Innovationen lösen immer wieder gesellschaftliche Kontroversen aus. Die meisten Widerstände gehen auf wirtschaftliche Motive zurück. Aber auch Identitäten und Lebensstile, Kultur und Traditionen wie das Kaffeehaus können eine Rolle spielen. Bei Lebensmitteln kommen all diese Aspekte zusammen. Innovationen haben es dann oft schwer.

Dabei ist das Thema aktueller denn je. Eine große globale Herausforderung besteht darin, die wachsende Weltbevölkerung mit Lebensmitteln, insbesondere Eiweiß, zu versorgen. Ohne Innovationen wird dies kaum gelingen, vor allem weil die Produktion deutlich nachhaltiger werden muss.

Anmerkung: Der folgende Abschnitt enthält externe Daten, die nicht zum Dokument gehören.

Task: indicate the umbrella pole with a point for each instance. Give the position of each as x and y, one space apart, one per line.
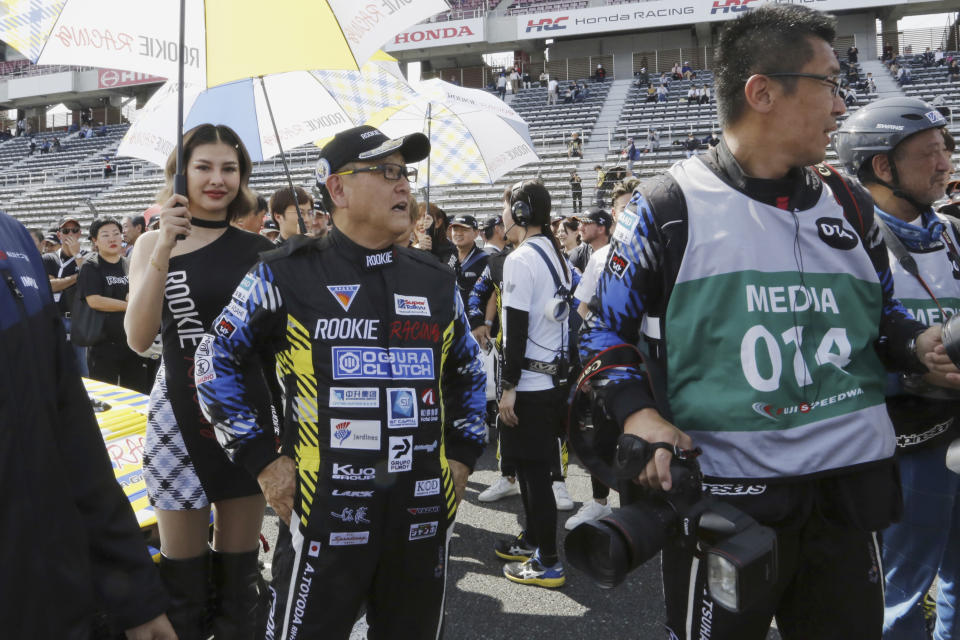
429 126
180 179
286 169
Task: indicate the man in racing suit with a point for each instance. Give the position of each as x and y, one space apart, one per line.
383 402
764 289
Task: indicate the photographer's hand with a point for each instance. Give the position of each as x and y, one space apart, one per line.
650 425
934 356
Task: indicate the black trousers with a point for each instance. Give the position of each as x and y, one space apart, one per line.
116 363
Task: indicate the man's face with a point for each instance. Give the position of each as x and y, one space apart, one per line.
70 235
462 237
130 232
377 206
809 114
923 165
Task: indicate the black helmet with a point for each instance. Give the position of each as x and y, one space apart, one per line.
880 126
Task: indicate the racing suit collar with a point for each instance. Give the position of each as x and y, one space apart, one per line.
799 189
367 259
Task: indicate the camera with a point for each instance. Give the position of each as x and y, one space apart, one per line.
951 339
741 555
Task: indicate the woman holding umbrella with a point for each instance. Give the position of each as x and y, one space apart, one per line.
181 278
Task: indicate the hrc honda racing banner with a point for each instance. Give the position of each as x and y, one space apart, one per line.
661 13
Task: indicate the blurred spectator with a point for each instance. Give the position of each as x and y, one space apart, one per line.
432 235
575 147
576 191
51 242
631 153
133 227
284 210
103 285
568 233
270 230
252 221
37 236
653 141
92 555
321 220
62 267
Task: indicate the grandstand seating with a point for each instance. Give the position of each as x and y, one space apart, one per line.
40 188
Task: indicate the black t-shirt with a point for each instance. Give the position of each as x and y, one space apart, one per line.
101 278
59 266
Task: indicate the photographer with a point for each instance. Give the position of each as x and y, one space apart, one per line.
776 289
535 360
906 172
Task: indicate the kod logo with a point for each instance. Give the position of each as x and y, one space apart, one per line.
735 6
833 233
547 24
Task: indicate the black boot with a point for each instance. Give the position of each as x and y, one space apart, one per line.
187 581
235 595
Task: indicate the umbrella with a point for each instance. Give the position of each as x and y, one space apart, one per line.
474 137
305 105
209 42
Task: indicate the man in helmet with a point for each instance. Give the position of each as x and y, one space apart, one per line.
899 149
763 290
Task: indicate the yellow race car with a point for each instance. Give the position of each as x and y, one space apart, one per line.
122 415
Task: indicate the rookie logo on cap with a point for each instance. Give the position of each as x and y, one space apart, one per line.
323 170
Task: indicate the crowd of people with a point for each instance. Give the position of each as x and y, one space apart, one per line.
350 371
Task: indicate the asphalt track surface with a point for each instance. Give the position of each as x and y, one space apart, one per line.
483 605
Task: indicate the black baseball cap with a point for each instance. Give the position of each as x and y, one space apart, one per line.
464 220
597 216
367 143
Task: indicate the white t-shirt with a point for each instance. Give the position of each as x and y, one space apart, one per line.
528 286
591 275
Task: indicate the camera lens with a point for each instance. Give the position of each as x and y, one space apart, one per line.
951 339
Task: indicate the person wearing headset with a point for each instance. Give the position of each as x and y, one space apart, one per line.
536 278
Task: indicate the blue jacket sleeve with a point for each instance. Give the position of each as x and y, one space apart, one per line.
479 295
623 297
463 391
227 364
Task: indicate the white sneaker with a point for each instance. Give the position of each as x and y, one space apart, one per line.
502 488
562 496
592 510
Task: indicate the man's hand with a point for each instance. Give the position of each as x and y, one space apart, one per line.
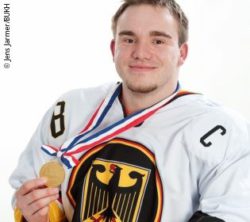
33 199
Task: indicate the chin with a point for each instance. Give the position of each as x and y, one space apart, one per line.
141 88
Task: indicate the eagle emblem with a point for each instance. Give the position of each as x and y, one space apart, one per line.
112 192
116 181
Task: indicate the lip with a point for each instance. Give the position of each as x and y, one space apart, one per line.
141 67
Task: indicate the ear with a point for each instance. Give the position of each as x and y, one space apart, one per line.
183 53
112 47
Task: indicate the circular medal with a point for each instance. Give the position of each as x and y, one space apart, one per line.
54 173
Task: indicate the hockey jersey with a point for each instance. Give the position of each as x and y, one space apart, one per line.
191 155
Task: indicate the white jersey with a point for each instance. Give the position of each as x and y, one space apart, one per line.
192 155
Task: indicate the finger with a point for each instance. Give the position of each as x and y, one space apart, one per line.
30 185
37 194
36 206
41 215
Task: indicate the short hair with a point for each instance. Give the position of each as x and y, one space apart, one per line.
171 5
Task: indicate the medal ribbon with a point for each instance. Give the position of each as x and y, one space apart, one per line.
82 142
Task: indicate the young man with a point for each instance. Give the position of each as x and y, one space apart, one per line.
142 150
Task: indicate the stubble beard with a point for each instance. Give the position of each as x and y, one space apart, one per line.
140 88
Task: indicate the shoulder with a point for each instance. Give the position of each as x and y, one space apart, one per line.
96 93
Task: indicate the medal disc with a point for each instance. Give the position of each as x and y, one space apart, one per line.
54 173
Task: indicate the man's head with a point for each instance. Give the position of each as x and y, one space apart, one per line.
146 48
171 5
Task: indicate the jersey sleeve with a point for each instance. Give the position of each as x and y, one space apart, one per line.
219 151
31 160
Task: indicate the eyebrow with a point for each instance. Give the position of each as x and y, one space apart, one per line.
152 33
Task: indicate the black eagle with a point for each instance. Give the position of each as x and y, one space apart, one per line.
109 202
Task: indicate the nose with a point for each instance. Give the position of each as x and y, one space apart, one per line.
141 51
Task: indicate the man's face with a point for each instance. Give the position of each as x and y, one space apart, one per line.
145 49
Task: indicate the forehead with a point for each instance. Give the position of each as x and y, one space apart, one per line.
146 18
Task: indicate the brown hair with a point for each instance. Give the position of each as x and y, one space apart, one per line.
172 6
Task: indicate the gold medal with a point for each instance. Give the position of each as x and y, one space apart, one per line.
54 173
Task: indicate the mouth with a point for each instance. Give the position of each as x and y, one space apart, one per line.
141 68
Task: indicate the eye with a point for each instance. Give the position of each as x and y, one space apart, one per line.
158 41
129 40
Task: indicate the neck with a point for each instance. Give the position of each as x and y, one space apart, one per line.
133 101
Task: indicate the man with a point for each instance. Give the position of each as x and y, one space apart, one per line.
142 150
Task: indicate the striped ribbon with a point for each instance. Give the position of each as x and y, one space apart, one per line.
83 142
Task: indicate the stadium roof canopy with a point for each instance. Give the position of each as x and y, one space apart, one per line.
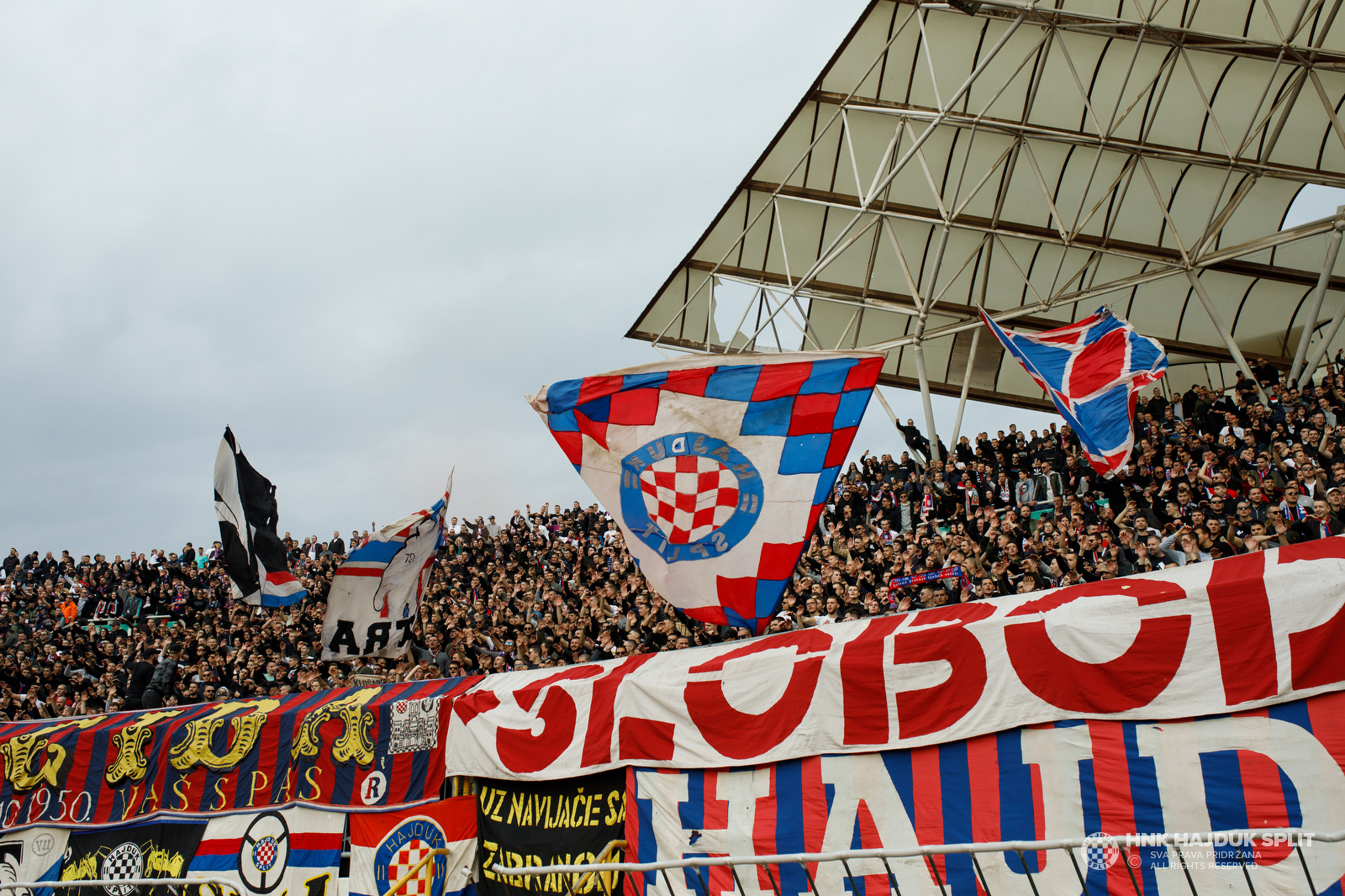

Die Nachfrage nach Lebensmitteln dürfte um 50 Prozent steigen bis 2050

Die Lebensmittelproduktion ist schon heute für gut ein Drittel der weltweiten Treibhausgasemissionen verantwortlich. Einer der Hauptgründe: der Hunger auf Fleisch, vor allem in den USA, Europa und China. Die Erzeugung verursacht hohe Emissionen, und der steigende Flächenbedarf für Weiden und den Futtermittelanbau beschleunigt die Abholzung von Regenwäldern, die wichtige CO2-Speicher sind.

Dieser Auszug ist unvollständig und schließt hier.